Doch Dipree machte einfach weiter ohne noch etwas sagen zu wollen und der Junge beäugte alles aufmerksam. Der Dunkelelf hatte plötzlich zwei braune Lederbänder in der Hand und jeweils eins schlang sich nur wenige Minuten später ganz in der Art von Barbaren über die Waden Shars bis hinauf zu den Knien. Allerdings nur zur Zierde.
„Was ist das?“, wollte Shar erneut wissen.
„Das sind Bänder, wie sie Barbaren tragen“, antwortete Dipree lapidar und achtete nicht auf seine Antwort und wollte sie auch nicht weiter ausbauen, da er selbst keine richtige Ahnung besaß.

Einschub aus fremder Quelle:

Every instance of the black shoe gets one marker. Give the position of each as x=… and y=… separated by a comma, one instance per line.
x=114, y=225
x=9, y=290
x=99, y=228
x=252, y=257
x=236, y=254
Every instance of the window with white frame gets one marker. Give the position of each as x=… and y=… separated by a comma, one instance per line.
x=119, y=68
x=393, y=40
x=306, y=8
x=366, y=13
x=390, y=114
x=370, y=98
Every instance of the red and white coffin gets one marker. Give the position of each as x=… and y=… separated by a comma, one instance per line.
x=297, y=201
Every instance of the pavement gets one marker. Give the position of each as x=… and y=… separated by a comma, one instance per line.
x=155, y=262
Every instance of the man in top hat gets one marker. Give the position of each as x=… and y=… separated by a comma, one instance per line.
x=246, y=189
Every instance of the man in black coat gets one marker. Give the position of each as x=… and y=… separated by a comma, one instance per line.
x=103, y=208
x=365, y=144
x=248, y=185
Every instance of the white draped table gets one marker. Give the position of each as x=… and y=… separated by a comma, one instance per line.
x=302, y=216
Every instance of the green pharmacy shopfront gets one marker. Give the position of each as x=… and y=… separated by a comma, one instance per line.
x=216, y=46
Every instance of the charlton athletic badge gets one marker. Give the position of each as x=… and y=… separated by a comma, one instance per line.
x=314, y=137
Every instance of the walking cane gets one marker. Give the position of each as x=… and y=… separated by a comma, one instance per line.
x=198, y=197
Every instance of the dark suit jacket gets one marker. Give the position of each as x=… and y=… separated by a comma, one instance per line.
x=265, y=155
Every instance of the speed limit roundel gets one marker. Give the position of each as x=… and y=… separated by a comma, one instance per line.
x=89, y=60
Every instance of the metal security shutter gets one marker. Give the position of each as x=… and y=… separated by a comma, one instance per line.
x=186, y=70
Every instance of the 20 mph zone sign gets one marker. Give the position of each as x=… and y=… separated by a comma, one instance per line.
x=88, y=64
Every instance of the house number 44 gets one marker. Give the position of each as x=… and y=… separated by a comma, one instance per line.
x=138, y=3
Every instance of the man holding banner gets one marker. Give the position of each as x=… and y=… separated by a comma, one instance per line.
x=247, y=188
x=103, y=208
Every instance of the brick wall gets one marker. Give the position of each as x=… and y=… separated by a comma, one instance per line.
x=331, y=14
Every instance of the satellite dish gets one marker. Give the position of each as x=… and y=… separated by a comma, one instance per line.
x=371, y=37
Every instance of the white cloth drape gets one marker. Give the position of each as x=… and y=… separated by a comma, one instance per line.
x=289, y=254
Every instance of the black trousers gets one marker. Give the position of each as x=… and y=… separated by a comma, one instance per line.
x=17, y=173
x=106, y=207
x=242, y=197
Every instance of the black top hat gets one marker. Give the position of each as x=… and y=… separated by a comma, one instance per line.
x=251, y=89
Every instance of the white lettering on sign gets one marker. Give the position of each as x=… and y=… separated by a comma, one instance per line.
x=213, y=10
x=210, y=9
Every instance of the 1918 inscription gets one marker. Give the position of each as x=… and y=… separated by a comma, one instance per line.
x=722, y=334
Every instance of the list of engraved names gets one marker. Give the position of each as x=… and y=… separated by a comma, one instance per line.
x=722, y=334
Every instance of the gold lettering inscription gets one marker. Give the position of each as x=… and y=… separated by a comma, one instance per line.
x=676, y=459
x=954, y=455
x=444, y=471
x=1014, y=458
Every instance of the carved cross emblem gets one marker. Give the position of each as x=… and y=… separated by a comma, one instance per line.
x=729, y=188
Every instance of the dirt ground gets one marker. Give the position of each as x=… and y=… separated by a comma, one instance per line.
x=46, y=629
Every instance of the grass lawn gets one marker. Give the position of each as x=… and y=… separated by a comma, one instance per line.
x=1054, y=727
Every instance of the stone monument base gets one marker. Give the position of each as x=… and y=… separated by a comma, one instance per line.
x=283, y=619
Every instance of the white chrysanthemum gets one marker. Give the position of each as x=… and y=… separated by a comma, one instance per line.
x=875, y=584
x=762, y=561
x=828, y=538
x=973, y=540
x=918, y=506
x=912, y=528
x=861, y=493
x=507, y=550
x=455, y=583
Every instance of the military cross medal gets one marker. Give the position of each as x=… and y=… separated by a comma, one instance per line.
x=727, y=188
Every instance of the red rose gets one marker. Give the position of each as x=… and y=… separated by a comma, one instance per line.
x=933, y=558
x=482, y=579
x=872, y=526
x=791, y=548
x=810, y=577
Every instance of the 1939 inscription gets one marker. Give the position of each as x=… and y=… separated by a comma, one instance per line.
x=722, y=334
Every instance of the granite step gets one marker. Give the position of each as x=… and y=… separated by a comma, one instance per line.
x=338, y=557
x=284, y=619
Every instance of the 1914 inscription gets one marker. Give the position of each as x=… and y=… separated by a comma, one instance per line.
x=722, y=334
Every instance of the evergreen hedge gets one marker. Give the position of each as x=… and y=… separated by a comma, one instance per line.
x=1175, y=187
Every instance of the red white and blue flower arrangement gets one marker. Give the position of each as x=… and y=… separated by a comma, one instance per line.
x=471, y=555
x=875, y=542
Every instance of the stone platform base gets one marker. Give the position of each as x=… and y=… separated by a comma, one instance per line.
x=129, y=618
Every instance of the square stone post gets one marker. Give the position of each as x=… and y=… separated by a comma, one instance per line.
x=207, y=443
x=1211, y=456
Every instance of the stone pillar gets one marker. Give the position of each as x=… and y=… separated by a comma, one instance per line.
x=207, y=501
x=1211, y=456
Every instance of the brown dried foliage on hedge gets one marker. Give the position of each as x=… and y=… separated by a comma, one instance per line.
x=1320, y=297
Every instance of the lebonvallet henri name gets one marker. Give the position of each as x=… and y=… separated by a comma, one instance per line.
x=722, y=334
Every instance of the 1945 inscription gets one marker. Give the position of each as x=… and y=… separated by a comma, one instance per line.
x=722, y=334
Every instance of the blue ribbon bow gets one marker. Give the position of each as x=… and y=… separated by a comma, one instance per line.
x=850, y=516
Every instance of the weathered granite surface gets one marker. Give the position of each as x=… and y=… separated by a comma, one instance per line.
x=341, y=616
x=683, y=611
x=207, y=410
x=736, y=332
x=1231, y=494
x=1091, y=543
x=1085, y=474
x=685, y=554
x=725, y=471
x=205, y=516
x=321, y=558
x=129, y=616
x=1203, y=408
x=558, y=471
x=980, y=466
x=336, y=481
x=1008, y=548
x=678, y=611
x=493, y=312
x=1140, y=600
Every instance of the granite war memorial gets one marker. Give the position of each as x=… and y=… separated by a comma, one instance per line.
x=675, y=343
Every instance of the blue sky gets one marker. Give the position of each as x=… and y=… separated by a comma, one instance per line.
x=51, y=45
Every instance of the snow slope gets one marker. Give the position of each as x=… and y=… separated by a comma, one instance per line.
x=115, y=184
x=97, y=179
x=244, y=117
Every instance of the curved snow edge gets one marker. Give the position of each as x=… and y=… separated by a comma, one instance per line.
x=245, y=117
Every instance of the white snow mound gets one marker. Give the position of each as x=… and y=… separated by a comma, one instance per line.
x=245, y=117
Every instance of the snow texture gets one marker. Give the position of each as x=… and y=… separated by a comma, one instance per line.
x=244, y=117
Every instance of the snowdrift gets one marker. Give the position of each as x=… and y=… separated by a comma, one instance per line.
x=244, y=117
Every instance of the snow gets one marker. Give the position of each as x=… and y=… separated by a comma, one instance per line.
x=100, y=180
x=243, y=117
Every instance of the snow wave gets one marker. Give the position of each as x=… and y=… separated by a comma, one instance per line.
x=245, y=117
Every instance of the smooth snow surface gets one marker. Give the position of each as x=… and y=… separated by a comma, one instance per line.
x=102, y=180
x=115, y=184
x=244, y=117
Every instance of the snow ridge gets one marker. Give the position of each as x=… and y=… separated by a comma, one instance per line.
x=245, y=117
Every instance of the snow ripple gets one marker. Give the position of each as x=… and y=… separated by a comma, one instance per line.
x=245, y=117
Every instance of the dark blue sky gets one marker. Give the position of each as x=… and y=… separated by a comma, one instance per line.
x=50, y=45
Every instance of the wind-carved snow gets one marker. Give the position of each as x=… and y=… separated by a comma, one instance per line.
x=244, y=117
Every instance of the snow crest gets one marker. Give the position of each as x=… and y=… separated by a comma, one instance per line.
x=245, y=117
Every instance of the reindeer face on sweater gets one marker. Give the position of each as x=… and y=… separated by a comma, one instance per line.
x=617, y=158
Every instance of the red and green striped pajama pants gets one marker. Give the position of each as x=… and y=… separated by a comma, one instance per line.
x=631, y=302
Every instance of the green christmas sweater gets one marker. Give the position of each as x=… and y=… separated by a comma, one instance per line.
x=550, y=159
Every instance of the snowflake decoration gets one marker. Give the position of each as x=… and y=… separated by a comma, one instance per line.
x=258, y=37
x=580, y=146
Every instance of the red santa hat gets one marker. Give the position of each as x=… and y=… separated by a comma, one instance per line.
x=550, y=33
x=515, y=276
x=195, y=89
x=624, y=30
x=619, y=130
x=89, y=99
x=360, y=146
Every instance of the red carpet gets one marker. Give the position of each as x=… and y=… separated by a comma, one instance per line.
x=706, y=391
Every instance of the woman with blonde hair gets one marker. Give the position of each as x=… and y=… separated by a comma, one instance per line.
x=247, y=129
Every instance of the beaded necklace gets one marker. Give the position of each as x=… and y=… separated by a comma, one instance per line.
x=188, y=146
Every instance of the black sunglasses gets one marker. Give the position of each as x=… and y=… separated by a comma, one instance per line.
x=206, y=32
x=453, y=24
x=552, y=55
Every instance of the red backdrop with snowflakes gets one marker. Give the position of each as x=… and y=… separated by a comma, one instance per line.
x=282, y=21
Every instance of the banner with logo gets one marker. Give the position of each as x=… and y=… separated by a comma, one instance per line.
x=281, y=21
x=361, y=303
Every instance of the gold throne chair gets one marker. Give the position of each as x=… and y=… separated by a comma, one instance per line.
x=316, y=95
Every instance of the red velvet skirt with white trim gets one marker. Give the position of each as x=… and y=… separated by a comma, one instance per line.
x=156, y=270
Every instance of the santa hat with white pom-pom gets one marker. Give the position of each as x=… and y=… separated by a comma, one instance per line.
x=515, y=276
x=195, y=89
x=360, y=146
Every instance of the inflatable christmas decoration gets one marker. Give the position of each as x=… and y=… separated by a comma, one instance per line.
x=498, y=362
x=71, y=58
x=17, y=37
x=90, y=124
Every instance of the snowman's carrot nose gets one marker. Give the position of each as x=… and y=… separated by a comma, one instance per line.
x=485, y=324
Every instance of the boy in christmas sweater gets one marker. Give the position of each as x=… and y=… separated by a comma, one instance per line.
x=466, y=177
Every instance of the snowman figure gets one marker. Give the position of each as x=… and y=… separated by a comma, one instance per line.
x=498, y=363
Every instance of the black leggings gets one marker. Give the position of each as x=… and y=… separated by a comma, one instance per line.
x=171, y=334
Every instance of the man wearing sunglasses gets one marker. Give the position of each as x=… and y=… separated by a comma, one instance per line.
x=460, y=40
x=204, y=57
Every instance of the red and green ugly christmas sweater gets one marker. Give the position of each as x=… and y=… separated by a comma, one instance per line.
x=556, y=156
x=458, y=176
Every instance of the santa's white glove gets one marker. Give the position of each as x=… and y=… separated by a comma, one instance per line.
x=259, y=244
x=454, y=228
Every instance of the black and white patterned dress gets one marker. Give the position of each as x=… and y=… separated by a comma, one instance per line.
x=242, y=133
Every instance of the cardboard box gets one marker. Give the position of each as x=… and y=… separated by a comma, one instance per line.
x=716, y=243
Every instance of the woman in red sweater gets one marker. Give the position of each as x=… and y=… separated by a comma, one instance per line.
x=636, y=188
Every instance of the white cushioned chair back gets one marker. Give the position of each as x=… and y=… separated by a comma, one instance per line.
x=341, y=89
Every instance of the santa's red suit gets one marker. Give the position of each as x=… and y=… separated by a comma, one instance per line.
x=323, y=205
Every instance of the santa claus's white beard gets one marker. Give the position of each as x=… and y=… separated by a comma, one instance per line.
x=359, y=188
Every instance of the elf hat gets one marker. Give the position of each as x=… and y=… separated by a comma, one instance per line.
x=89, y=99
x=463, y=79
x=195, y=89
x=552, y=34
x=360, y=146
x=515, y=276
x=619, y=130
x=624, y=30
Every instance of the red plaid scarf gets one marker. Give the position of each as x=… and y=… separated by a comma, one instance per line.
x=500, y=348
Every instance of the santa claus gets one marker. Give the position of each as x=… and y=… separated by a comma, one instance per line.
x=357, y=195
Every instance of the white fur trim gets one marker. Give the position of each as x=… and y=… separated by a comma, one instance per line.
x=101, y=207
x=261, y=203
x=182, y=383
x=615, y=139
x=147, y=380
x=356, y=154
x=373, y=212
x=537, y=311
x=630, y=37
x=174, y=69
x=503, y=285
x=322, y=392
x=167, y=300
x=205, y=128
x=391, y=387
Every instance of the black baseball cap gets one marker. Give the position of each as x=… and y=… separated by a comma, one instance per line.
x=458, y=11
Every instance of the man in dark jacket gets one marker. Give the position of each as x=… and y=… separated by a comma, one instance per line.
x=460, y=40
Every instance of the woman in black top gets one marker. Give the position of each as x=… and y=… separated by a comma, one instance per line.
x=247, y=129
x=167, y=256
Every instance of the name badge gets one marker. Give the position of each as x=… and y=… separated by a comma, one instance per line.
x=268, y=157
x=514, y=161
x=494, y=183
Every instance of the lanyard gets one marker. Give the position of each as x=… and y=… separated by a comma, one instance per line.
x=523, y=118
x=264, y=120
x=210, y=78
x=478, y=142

Der junge Halbdrow schaute aufgeregt auf die beiden Lederbänder an seinen Unterschenkeln und freute sich. Er fühlte sich mehr und mehr als Krieger und er überlegte sich fieberhaft, dass Nhaundar dies alles nur tat, weil er seinen Liebling endlich zu einem wahren Kämpfer ausbilden lassen würde. Ein wenig Ahnung in Waffenkunde besaß er bereits durch Zaknafein. Die Freude über solche Kleidung und was diese mit sich brachte, auch wenn sie jedem anderen seltsam vorgekommen wäre, nahm von ihm Besitz. Shar war der Meinung, er würde jetzt ein großer Krieger werden und die Erinnerungen an seinen Vater nahmen immer mehr Gestalt in seinem Kopf an und er vergaß alles um sich herum. Obwohl der Junge nun nichts weiter am Leib trug, als einen kurzen Lendenschurz aus weißem Tigerfell und die Zierbänder an den Unterschenkeln. Nachdem der ältere Drow sein Werk genausten musterte und zufrieden nickte, ließ sich Shar letztendlich ohne Murren von Dipree hinausbringen.
Ihr Weg brachte sie in das Kellergewölbe, wo schon sooft in Shars kurzem Leben, die Jagd stattfand und erfreute sich an dem Gedanken, dass er dort das Kämpfen gelernt bekam. Doch der Junge wurde von einem Anblick überrascht, dem sein kleines Herz einen Schock versetzte.